Mais c’est aussi dans le palmarès qu’on trouvait la claque du Fespaco : Tabou de la Tunisienne Meriem Riveill. Auréolée du très mérité Poulain d’argent, Riveill comme ses confrères Gérard Désiré N. Amougou (Noces de coton)et Dyana Gaye (Un transport en commun), s’est intéressée aux minutieuses et sensuelles descriptions de toutes les frustrations qui nous ouvrent souvent les yeux. Ces trois films témoignent d’une haute solitude qui relie parfois l’être humain et l’amène à exploser ses sentiments où bien à ne plus se voiler la face tout en criant son amour et sa haine. Dans le roadmovie de Dyana Gaye, ses personnages ne cessent de chanter et danser : quelle que soit l’hilarité ou le ridicule que cela pourrait susciter, l’essentiel est que le ressenti soit transmis. On exorcise ses démons et on les confronte à de subtils rivages amoureux. En cela, Noces de coton tente d’appuyer là où ça fait mal. Dans cette histoire saugrenue d’un déjeuner entre une femme et son mari, physiquement absent, c’est l’esprit de la romance qui est ici convoquée. Les blessures sont invisibles mais refont surface pour mieux apaiser le soupçon de folie qui peut détruire les vivants.
Tabou est dans cette veine. Dès la première séquence, une fenêtre, une jeune et belle femme observe un port qui s’étire sur un horizon romanesque (très belle photographie). Sa peau, ses gestes, ce regard qui se perd dans les méandres d’une mémoire qui se ravive, tout est scrupuleusement dessiné par son amant, se trouvant à l’intérieur de la pièce et la regardant de dos. La séquence est belle et annonce d’emblée une idée de cinéma assez séduisante : le temps qui décortique nos frayeurs d’antan. N’en dévoilons pas l’intrigue mais disons que Tabou réveille une conscience, celle d’un acte violent qui meurtrit le corps. Riveill capte cette souffrance sans tomber dans le graveleux (sublime scène de la douche où la caméra découpe au scalpel le grain de la peau mâte de l’héroïne) et réussit l’exploit de tromper le spectateur volontiers voyeur en le plaçant devant la noirceur absolue. Le plan final, alors que l’écran reste noir, est illuminé de ces quelques mots qui continuent de résonner dans nos esprits : « Souviens-toi« .

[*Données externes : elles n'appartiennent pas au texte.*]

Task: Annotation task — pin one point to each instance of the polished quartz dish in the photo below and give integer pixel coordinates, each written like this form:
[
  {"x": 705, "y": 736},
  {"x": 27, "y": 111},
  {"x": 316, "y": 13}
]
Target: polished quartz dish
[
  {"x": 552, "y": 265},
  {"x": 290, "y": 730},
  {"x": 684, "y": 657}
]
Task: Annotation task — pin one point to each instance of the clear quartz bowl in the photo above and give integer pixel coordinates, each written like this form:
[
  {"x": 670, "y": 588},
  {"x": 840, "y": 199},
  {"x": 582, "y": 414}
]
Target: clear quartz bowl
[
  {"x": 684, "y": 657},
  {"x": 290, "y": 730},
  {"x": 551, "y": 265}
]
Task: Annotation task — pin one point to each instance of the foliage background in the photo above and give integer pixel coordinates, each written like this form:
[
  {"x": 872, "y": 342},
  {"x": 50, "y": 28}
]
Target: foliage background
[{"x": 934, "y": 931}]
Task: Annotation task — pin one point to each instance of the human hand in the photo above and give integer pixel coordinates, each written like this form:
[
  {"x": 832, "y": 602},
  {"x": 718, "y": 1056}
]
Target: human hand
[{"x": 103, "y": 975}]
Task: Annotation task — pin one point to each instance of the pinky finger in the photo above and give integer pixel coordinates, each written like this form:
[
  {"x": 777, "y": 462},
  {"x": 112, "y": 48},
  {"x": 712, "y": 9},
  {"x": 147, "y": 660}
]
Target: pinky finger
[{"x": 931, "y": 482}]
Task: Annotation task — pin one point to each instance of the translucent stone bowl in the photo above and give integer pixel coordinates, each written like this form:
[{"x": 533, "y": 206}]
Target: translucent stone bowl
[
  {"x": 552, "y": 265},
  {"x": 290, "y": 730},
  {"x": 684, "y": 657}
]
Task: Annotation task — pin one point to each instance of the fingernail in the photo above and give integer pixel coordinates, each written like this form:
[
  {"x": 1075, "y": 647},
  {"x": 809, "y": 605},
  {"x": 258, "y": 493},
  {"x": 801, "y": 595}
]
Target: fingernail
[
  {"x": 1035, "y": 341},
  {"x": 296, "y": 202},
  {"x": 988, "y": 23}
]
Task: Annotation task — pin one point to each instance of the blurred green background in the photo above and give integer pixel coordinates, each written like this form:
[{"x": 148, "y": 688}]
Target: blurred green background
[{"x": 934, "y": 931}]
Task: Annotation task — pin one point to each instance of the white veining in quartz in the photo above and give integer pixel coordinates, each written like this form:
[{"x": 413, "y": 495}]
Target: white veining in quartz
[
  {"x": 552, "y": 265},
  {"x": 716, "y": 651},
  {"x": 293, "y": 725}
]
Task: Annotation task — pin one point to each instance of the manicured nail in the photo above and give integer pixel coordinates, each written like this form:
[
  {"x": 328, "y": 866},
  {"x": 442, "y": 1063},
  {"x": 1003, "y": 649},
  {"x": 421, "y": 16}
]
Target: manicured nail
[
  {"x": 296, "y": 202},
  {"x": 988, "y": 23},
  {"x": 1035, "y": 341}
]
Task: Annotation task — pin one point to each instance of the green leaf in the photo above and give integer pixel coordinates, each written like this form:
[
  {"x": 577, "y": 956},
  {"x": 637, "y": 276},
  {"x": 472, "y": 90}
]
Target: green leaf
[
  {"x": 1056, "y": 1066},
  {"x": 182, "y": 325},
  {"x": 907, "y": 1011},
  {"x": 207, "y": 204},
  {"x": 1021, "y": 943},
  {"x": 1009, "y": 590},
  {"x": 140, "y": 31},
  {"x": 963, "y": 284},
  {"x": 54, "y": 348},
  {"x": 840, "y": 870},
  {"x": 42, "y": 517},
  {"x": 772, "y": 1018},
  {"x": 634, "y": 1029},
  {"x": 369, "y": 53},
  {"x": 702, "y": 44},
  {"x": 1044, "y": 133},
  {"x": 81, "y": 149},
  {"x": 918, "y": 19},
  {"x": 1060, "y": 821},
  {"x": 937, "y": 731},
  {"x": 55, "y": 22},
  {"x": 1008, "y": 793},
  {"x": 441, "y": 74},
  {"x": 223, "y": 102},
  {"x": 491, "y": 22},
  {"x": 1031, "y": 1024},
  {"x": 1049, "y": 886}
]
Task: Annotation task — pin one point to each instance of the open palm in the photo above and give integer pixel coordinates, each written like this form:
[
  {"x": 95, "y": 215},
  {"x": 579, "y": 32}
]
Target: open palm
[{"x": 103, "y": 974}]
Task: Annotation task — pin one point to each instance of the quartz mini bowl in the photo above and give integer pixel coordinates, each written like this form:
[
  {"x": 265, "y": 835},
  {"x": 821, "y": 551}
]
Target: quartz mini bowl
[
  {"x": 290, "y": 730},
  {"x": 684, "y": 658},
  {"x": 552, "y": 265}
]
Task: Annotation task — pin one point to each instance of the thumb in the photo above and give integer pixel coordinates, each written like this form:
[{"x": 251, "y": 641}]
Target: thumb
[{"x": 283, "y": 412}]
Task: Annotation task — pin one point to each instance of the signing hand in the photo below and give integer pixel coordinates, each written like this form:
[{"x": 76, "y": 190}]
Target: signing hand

C’est cependant l’autre Algérien de la compétition, Abdenour Zahzah, qu’a retenu le jury pour sa première fiction, Garagouz. Auteur de documentaires inégaux (intéressant Frantz Fanon, discutable Sous le soleil, le plomb), critique de cinéma à ses heures perdues et véritable encyclopédie vivante du cinéma maghrébin, Zahzah a toujours promené une certaine nonchalance qui l’éloignait des sempiternels groupes qui pullulent en Algérie. Dans cette histoire de marionnettiste qui, accompagné de son fils, essuie humiliation et absurdité sur la route qui les mène à un spectacle d’enfants, c’est toute l’idée du soldat de la culture qui est façonnée à la pierre. Le cinéma de Zahzah est un monde où la fantaisie est mitraillée par les paroles délicates des âmes égarées. Garagouz traîne inlassablement son ombre d’uvre intelligente qui façonne le regard du spectateur sans toutefois le manipuler. Cette radicalité présente souvent un aspect positif car le public doit faire des concessions pour pénétrer en terrain inconnu. Malheureusement, Zahzah n’approfondit pas cette quête expérimentale et souligne ses intentions par un trop plein d’émotion amené par une musicalité excessive et la redondance narrative. Une déception, certes, mais qui n’obture aucunement les uvres à venir.